La recapitalisation d’Eramet, à laquelle le Gabon a pris part, déclenche une controverse politique inédite à Paris. Le député insoumis Arnaud Le Gall (LFI-NFP) a soumis une question écrite au gouvernement français, parue au Journal officiel le 30 juin 2026. Il réclame des précisions sur la réalité de cette manœuvre capitalistique. Selon l’élu, le récit officiel mettant en avant un renforcement de la souveraineté minière gabonaise cacherait en réalité un sauvetage financier du holding familial Duval, actionnaire de référence d’Eramet par l’intermédiaire de la Société de Développement et de Participations Minières et Industrielles (SDPMI).
Une lecture officielle remise en cause
Les autorités gabonaises avaient présenté l’opération comme une avancée stratégique. Le Gabon, premier producteur mondial de manganèse via Comilog (filiale historique d’Eramet), voyait dans cette entrée au capital de la maison mère un moyen de mieux capter la rente minière et d’influer sur la gouvernance du groupe. Libreville poursuit depuis plusieurs années une politique de reprise en main de ses ressources stratégiques, avec la révision du code minier et le repositionnement de l’État dans divers secteurs.
Arnaud Le Gall conteste frontalement cette interprétation. Pour le député, ce qui est présenté comme un gain de souveraineté pour un État africain serait avant tout une bouffée d’oxygène pour des actionnaires français en difficulté. La famille Duval, liée historiquement à Eramet, connaît des tensions financières documentées. Une recapitalisation soutenue par un investisseur souverain extérieur permet de stabiliser la structure actionnariale sans diluer fortement les positions historiques.
Le manganèse gabonais au cœur des enjeux
L’arrière-plan industriel pèse lourd dans le débat. Le Gabon assure une part cruciale des revenus d’Eramet via Comilog, dont les exportations de manganèse approvisionnent les sidérurgies mondiales et, plus récemment, les chaînes de valeur des batteries. Le groupe développe aussi des projets dans le nickel et le lithium, métaux critiques pour la transition énergétique. Cette dépendance opérationnelle envers le sous-sol gabonais crée une asymétrie : Libreville fournit la ressource, mais la valeur ajoutée et les décisions stratégiques se situent ailleurs.
L’entrée au capital de la holding parisienne visait à corriger cette asymétrie. Reste à savoir, et c’est le sens de la question parlementaire, à quel prix et avec quelles contreparties réelles. Le député LFI s’interroge sur les conditions financières de l’opération, les garanties obtenues par l’État gabonais en matière de gouvernance, et l’éventuelle implication directe ou indirecte de l’État français. Il demande au gouvernement de clarifier sa position et de préciser si des intérêts publics français ont accompagné la transaction.

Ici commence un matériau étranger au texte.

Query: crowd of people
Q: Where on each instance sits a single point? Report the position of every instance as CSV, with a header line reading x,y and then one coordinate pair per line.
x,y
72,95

Un débat qui dépasse le seul cas Eramet
Au-delà du dossier minier, cette interpellation parlementaire rouvre un débat récurrent sur la relation économique franco-gabonaise. Depuis la transition politique à Libreville après le changement de régime, les autorités gabonaises affichent une volonté de renégocier les équilibres hérités, dans les hydrocarbures comme dans les mines. Plusieurs groupes français, longtemps installés, ont vu leurs positions remises en question. L’épisode Eramet s’inscrit dans cette séquence, mais avec une particularité : c’est l’État africain qui apporte du capital à un groupe français, et non l’inverse.
Cette inversion explique l’acuité de la controverse. Pour les défenseurs de l’opération, elle marque l’émergence d’un actionnariat souverain africain capable de peser dans les conseils d’administration des majors extractives européennes. Pour ses détracteurs, dont Arnaud Le Gall, elle pose la question de la rationalité financière de l’investissement et du rapport coût-bénéfice pour les finances publiques gabonaises. Le gouvernement français devra répondre par écrit à la question parlementaire dans les délais réglementaires, ce qui pourrait éclairer certains aspects encore opaques du montage.
Cette affaire illustre la complexité croissante des relations économiques entre Paris et ses partenaires africains, où chaque opération capitalistique d’envergure suscite désormais des lectures concurrentes. Le député entend obtenir des précisions sur l’ensemble des paramètres financiers de la recapitalisation et sur les éventuels engagements pris par l’exécutif français.